Beiträge der Kommunen
- Die Kommunen müssen die Erschließung und Bebauung brach liegender Flächen forcieren. Bei der Vergabe von Bauland sollte nicht mehr der höchste Preis maßgeblich sein, sondern die Realisierung sozialen Wohnungsbaus als Entscheidungskriterium berücksichtigt werden. Entscheidend für die Vergabe müssen Konzepte der Kommunen sein, bei denen auch soziale Kriterien eine wichtige Rolle spielen. Die Kommunen können auch städtebauliche Verträge nutzen, um den sozialen Wohnungsbau voranzutreiben.

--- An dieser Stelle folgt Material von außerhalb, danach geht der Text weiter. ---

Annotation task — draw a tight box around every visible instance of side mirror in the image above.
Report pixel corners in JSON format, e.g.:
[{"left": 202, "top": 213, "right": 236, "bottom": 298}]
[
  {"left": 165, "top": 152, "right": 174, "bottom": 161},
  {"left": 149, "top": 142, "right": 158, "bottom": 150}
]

- Durch geeignete Instrumente muss besonders der Wohnungsneubau durch genossenschaftliche, gemeinschaftlich organisierte und gemeinwohlorientierte Bauträger gefördert werden, soweit sie spezifische Sozialverpflichtungen eingehen. Ebenso muss der Wohnungsbestand dieses Segments der Immobilienwirtschaft gesichert werden.
- Damit Kommunen im Rahmen ihrer sozialen Verantwortung die Möglichkeit haben, auf das Wohnungsangebot für Haushalte mit geringem Einkommen Einfluss zu nehmen, sollten sie einen ausreichenden Bestand an Sozialwohnungen und kostengünstigem Wohnraum selbst halten. Sofern eine Privatisierung erfolgt, ist es wichtig, dass die Kommunen an ihren Belegungsrechten festhalten und, wenn es erforderlich ist, sollte sie auch neue Belegungsrechte erwerben.
- In Gebieten mit angespannten Wohnungsmärkten sollten interkommunale und regionale Entwicklungskonzepte entworfen werden, um durch die Einbeziehung von Ballungsrandgebieten und Umlandgemeinden zu einer Entspannung beizutragen.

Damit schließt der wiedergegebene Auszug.